Trouble: Evolution of a Radical/Selected Writings 1970–2010
Kate Jennings suggests that the subtitle of her new book of collected writings could be regarded by some as an overstatement, and that ‘Devolution of a Radical’ may have been a more accurate choice. Jennings’ trajectory as a political activist began in 1970 with a blistering speech on the front lawn of Sydney University in which she sprayed spittle on the patriarchy and, incidentally, the Vietnam War. Throughout the following decades she wrote poetry, journalism, novels and speeches for Wall Street bankers. That’s right, Wall Street bankers. But the journey from hairy-legged leftie feminist to Manhattan boardroom communications consultant did not dampen Jennings’ zeal for feisty engagement, as was evident in her Quarterly Essay American Revolution, published during the lead up to the US Presidential campaign last year. Mind you, she did not go as far as Naomi Wolf, who warned of an imminent military coup, but Jennings certainly let fly against the Bush administration and its legacy from the perspective of an Australian who has lived in the US for many years, several of which were spent at the epicentre of the global financial meltdown.
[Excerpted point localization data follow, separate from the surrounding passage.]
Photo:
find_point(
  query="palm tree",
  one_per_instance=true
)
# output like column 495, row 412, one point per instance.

Trouble collects a wide-ranging sample of Jennings’ writings, stitched together with authorial commentary, and presents them in lieu of a conventional memoir, which, she suggests, could have been a problematic project for her and maybe others too. Jennings has had her share of misery and grief during her lifetime. Her struggle with alcoholism and the loss of her husband to Alzheimer’s both feature in this collection, the latter having been at the core of her critically acclaimed novel Moral Hazard. I had the sense that there was much in her life she would prefer not to revisit too closely, despite her je ne regret rien upper lip. This would count her as typical. Who of us wants to dig up old bones and lay them out for others to pick over?
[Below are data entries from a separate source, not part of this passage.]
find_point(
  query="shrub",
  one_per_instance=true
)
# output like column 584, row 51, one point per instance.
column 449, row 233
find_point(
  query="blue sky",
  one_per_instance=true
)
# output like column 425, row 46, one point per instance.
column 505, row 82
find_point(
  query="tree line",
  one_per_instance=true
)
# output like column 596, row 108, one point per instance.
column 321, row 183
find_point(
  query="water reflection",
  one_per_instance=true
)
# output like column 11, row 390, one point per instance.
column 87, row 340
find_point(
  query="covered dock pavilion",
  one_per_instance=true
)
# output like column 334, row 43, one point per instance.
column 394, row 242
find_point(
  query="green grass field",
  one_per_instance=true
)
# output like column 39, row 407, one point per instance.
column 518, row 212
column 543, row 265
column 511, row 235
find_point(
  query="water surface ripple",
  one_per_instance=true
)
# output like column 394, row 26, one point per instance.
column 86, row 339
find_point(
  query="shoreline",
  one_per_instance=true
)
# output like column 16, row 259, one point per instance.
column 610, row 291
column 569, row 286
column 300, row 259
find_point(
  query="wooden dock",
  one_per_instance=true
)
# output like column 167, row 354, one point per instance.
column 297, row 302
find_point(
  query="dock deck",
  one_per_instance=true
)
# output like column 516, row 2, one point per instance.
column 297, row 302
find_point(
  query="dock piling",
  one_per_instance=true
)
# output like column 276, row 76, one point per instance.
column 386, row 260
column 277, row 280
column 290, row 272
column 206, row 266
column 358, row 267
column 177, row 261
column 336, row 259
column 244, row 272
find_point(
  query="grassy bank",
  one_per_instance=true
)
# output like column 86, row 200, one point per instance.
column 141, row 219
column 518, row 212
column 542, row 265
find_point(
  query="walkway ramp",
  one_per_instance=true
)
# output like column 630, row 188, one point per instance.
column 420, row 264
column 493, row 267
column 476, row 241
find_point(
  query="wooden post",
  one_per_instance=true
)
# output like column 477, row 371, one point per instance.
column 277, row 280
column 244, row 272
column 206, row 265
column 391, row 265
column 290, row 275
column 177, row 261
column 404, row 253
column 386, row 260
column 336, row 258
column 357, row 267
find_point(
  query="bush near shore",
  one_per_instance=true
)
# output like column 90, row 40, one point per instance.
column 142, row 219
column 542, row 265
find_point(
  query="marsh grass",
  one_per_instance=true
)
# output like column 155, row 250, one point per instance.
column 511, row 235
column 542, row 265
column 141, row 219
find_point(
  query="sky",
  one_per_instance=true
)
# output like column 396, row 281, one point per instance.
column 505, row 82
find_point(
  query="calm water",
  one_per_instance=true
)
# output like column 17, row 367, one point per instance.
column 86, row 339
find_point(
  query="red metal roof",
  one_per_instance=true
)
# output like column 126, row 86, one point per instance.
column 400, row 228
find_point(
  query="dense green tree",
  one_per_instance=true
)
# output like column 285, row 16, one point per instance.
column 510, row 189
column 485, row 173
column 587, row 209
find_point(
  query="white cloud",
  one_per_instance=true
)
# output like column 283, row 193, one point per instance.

The strongest suit in the anthology is the Jennings voice: strident, articulate and erudite in the eclectic manner of a restlessly enquiring mind. Jennings’ style is so reliant on voice that the ideas, though often very compelling, have an improvisatory feel, as if she is jamming on her theme, synapses in hyperdrive. As an essayist she is the antithesis of the considered but no less passionate voice of, say, an Inga Clendinnin; and as a novelist, though the mode is more measured than her non-fiction style, she is miles away from the restrained elegance of a Shirley Hazzard, her fellow expat whom she obviously admires greatly and whose wonderful interview with Jennings appears in the collection. Kate Jennings is unapologetically in your face and she has a lot to say.
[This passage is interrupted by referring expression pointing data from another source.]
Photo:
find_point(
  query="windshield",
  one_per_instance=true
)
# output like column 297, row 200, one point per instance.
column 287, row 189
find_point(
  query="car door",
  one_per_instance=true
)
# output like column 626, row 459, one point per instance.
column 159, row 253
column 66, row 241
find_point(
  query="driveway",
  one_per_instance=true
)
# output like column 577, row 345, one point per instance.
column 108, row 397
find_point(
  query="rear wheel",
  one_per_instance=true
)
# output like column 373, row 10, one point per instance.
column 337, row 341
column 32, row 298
It is the combination of the iconoclast and her rather more fragile shadow self that makes Jennings so compelling as a person on paper.
Reading Trouble made me reflect on what it meant to be radical in 2010. It was easier back in 1970 when long hair for guys, hairy armpits for girls, a moratorium badge, a Jimi Hendrix poster and a joint were bold signifiers of a burgeoning counterculture in vehement opposition to a politically conservative status quo. In the pluralistic first decade of the new millennium, it is rather more difficult to make stylistic statements of radicalism, notwithstanding the difference between looking and actually being radical. Even the word itself, ‘radical’, sounds old-fashioned, retroactive, more apposite to the extreme Right of politics than to the ‘progressive Left’ that once owned it. I have images of Timothy McVeigh in a ‘coonskin cap carrying an AK47. Dick Cheney is radical.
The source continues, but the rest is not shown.